Here’s a breakdown of how consumers can take advantage of these easy monetary policies while they last.

Borrowers get a leg up

For starters, homeowners have an unparalleled opportunity to refinance or take some money out of their houses at record-low rates.

The average 30-year fixed rate home mortgage is around 3.04%, the lowest since February, according to Bankrate.

“The ability to refinance a mortgage and cut your payment by $150 to $200 a month creates valuable breathing room in the household budget,” McBride said.

The ability to refinance a mortgage and cut your payment by $150 to $200 a month creates valuable breathing room.
Greg McBride
Bankrate’s chief financial analyst

Once the Fed starts to slow the pace of bond purchases, long-term fixed mortgage rates will inevitably move higher, since they are influenced by the economy and inflation.

Many homeowners with adjustable-rate mortgages or home equity lines of credit, which are pegged to the prime rate, will also be affected. While some ARMs reset annually, a HELOC could adjust within 60 days.

The same goes for other types of debt, particularly credit cards.

Credit card rates are now as low as 16.16%, down from a high of 17.85%, according to Bankrate.

When the federal funds rate does rise, the prime rate will as well, and credit card rates will follow suit since most credit cards have a variable rate, which means there’s a direct connection to the Fed’s benchmark. Cardholders will see the impact within a billing cycle or two.

For now, borrowers can use a home equity loan or personal loan to consolidate and pay off high-interest credit cards.

The average interest rate on personal loans is down to 10.77% and a home equity line of credit is as low as 4.24%, according to Bankrate.

When it comes to college debt, even student borrowers are getting a break thanks to the CARES Act, which paused federal student loan repayment through September.

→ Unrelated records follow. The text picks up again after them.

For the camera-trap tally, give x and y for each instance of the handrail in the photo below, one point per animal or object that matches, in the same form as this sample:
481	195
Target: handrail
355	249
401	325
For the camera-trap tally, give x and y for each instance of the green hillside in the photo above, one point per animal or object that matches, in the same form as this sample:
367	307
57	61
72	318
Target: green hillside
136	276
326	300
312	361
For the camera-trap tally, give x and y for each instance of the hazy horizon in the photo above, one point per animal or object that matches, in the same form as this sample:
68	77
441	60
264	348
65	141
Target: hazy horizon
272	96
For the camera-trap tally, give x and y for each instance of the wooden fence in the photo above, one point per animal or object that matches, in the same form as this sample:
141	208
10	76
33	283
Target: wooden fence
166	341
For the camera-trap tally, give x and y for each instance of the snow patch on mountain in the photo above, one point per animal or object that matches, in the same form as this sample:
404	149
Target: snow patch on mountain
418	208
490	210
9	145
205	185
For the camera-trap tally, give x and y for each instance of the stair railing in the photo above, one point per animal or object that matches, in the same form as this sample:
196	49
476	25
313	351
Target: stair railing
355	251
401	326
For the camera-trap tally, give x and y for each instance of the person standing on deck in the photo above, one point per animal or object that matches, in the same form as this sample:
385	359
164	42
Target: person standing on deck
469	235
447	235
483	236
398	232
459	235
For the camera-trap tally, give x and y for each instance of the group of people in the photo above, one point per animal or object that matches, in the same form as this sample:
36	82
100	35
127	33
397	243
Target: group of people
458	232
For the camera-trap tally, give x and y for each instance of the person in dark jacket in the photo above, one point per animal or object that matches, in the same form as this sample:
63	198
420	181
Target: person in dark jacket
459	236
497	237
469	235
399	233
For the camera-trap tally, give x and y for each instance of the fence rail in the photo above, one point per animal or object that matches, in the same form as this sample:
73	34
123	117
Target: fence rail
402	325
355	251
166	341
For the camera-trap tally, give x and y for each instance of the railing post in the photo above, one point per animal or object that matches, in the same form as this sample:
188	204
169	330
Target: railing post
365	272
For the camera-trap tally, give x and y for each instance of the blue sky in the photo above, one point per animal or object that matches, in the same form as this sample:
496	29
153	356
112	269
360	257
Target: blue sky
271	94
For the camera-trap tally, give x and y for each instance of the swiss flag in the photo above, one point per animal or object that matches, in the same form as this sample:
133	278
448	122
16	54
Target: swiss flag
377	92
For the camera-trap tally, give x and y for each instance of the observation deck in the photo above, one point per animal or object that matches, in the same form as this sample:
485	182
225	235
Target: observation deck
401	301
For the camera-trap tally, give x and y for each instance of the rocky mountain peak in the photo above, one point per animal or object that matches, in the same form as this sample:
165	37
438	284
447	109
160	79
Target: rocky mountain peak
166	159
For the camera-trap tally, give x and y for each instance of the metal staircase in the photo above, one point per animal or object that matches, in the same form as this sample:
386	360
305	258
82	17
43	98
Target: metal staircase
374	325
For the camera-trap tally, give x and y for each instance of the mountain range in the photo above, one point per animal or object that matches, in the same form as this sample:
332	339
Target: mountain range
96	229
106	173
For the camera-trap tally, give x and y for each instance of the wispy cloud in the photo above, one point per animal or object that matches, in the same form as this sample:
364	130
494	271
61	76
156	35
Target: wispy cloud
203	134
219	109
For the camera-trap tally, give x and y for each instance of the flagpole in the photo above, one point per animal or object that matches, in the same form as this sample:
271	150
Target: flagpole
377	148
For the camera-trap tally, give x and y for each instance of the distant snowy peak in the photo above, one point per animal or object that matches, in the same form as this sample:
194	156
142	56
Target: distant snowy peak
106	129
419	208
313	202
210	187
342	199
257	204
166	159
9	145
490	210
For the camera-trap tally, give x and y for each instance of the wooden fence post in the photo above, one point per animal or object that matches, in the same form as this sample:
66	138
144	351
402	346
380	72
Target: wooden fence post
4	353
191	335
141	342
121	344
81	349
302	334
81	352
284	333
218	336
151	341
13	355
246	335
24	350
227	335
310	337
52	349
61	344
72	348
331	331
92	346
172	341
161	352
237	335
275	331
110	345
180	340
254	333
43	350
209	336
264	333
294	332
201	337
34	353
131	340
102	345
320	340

This is a great time to stay up-to-date on payments, McBride said. “With no interest accumulating on federal student loans, you can really make a big dent in the principle,” he said.

Savers need to be resourceful

Anyone stashing cash will have a harder time leveraging low interest rates to their advantage.

Although the Fed has no direct influence on deposit rates, those tend to be correlated to changes in the target federal funds rate, and, as a result, savers are earning next to nothing on their cash.

Since March 2020 when the Fed cut its benchmark rate to near zero, the average online savings account yield has fallen from 1.75% to 0.45%, according to founder Ken Tumin.

At some of the largest retail banks, the average savings account rate is even lower, down to a mere 0.06%, or less.

“In addition to Fed policy, the record level of deposits at banks along with weak loan demand has contributed to record-low deposit rates,” Tumin said. “This will likely be a headwind on deposit rates even after the Fed begins to raise its benchmark rate,” he added.

When the inflation rate is higher than savings account rates, the money in savings loses purchasing power over time. 

Investors concerned about inflation eroding the value of their money may want to be more proactive when it comes to the fixed income portion of their portfolios.

One of the ways to do that is with Treasury inflation-protected securities. Stocks and mutual funds will also beat inflation over the long haul, but that will require taking on more risk — at a particularly precarious time, according to HYCM chief currency analyst Giles Coghlan.

While equity investments have increased in value over recent months as global indices hit unprecedented levels, that’s largely due to the support they have found in loose monetary policy, Coghlan noted.

Once the Fed signals an end to their easy monetary policy stance, “then equity markets will fall, which will affect those with holdings in this market.”

“Diversify across a range of investments that would fare well under different circumstances,” Columbia’s Ma advised. “Some protection is good,” she said, but don’t “put all the eggs in the basket of high inflation.”